Like many of the young guns in the Mod Lites series the past couple of years, Kaden Cochrun often ran well but came up short of rolling into Victory Lane.
That’s because his mentor Zack Forster, the man behind getting the division off the ground at Bakersfield Speedway, was giving hard lessons: Forster was the rabbit and trying to beat him to the checkered flag proved to be a futile effort.
Forster, who houses around 11 of the cars in a shop behind his house, started this year with three-straight wins before deciding to leave the arena.
“We were all getting real close to him, second, third and fourth,” Cochrun said. “Then he told us he isn’t going to run any more at Bakersfield. That he was going to let us have at it.
“Instantly, I thought I could knock a couple (of wins) off and the first race I went there and won. That was pretty cool,” Cochrun, 15, said. “J.D. (Brown) won the next one and the last one I got again. It’s the first time in my life I’ve ever won two races in a season at Bakersfield Speedway.”
Cochrun will be trying to make it three wins tonight as Mod Lites, IMCA Modifieds, Western Racesaver Sprints and Mini Dwarfs are in action starting at 7 p.m.
The growth in the Mod Lites divisions has stagnated and after hearing some criticism that his winning was the reason, Forster decided to step away.
“I heard people weren’t buying cars cause they could not beat me,” Forster said. “It kind of hurt my feelings a little. If I put a helmet on I’m just not going to let somebody win.”
But Forster, who is running for national points on the Mod Lites circuit this year, saw the plusses if he quit racing on a consistent basis at the Speedway.
“I figured I’d just help (the other drivers) and see if the program will build more with me stepping away from driving and doing more promoting. I’ve already got some sponsors and we’re going to be running both nights of the Bud Nationals (in October) for $1,000 to win both nights. That’s big money for us and I’m expecting a lot of cars.”
From his viewpoint, even while not winning, Cochrun said he was developing as a driver and acquiring the tools to win.
Forster has a basic setup on cars in his shop and he allows drivers to tinker with them and find out what works for them. After a couple of years learning with the basic setup, Cochrun wanted to find something he thought would fit him better.
“My dad (Kenny) and I spent a lot of time (in the offseason) working on the car and changed a lot of things,” he said. “We bounced ideas off each other and got the car to where I like it and where I can just drive (into the corners) pretty hard this year.
“It got my confidence up and confidence is everything in any race car you get into. You know what the car is going to do. You don’t have to think about it.”
Like many of today’s drivers in various divisions, Cochrun got his start in Mini Dwarfs, which he said was valuable experience.

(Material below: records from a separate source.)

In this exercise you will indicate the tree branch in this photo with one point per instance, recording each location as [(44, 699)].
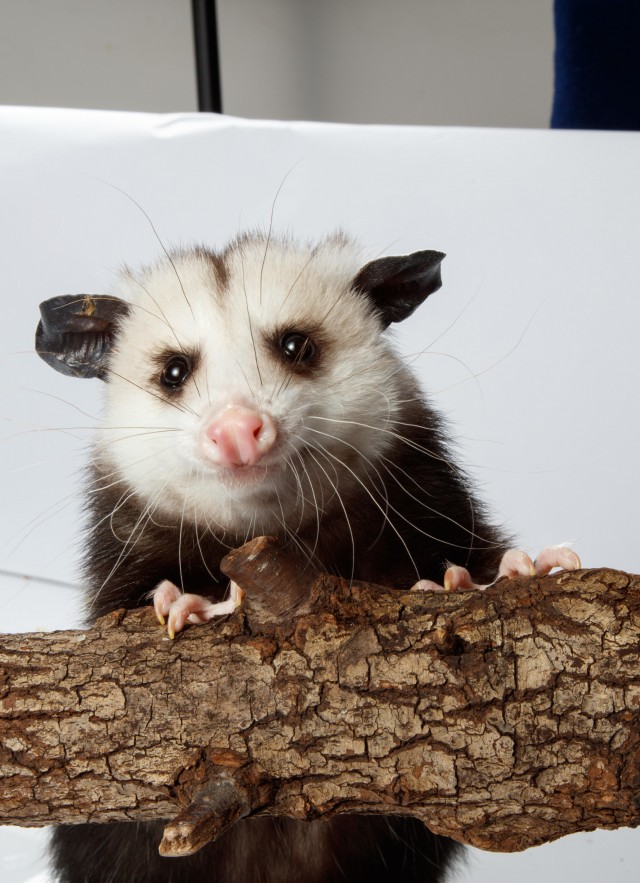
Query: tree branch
[(502, 718)]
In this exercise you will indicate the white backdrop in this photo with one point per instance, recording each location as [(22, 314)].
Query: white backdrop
[(530, 348)]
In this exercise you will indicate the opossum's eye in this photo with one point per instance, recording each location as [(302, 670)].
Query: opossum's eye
[(175, 371), (297, 347)]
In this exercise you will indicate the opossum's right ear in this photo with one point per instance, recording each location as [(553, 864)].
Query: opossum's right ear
[(76, 332), (397, 285)]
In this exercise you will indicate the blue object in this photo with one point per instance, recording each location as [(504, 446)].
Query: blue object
[(597, 64)]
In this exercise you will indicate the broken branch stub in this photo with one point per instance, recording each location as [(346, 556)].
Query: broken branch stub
[(503, 718)]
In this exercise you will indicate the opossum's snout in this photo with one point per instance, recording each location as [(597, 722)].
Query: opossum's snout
[(238, 436)]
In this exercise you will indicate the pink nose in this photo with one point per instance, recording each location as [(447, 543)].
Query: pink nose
[(239, 436)]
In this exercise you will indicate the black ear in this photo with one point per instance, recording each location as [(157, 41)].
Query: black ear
[(76, 331), (396, 286)]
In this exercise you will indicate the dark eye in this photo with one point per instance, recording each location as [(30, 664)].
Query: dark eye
[(297, 347), (175, 371)]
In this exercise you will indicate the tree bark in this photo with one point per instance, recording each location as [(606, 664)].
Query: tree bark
[(503, 718)]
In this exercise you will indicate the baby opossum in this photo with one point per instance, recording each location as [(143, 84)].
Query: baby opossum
[(253, 391)]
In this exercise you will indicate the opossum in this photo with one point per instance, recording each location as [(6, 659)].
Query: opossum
[(253, 390)]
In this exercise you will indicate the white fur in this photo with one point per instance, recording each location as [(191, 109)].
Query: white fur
[(154, 446)]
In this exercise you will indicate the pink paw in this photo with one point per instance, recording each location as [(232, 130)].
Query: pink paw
[(180, 608), (514, 563)]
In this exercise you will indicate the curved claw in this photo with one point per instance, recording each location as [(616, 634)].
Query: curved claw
[(514, 563), (179, 608)]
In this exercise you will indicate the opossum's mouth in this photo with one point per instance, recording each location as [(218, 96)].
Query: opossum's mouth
[(243, 476)]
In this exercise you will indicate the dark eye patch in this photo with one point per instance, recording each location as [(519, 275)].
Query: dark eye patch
[(173, 370), (298, 348)]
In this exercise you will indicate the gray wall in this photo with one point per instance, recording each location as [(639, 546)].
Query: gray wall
[(435, 62)]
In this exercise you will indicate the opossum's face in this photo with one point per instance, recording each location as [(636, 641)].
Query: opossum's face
[(251, 389)]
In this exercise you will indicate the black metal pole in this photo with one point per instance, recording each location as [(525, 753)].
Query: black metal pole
[(205, 34)]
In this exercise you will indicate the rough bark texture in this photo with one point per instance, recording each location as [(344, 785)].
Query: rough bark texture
[(502, 718)]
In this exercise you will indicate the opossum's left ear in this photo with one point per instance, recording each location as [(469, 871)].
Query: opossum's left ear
[(76, 332), (397, 285)]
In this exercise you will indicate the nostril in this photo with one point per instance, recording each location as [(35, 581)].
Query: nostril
[(238, 436)]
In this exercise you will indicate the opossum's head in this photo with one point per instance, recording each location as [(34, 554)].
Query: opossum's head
[(246, 389)]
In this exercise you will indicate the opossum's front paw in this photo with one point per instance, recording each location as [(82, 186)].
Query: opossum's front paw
[(177, 608), (514, 563)]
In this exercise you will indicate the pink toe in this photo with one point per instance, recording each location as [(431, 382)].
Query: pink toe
[(457, 578), (516, 563), (556, 556)]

“You just mainly learn how to drive on dirt,” he said of his Mini Dwarf years from age 7-12. “Those little Honda engines make so much power and the cars are so light they teach you throttle control and car control."
And those are two key factors in the Mod Lites.
“These cars have so much power and are so light,” Cochrun said. “Throttle control and car control is everything.”
While he misses racing against those he’s taught, Forster says he’s glad to see them battling for wins amongst themselves.
“I’ve told them to enjoy it and have fun,” he said. “I think it helps their confidence a lot to win.”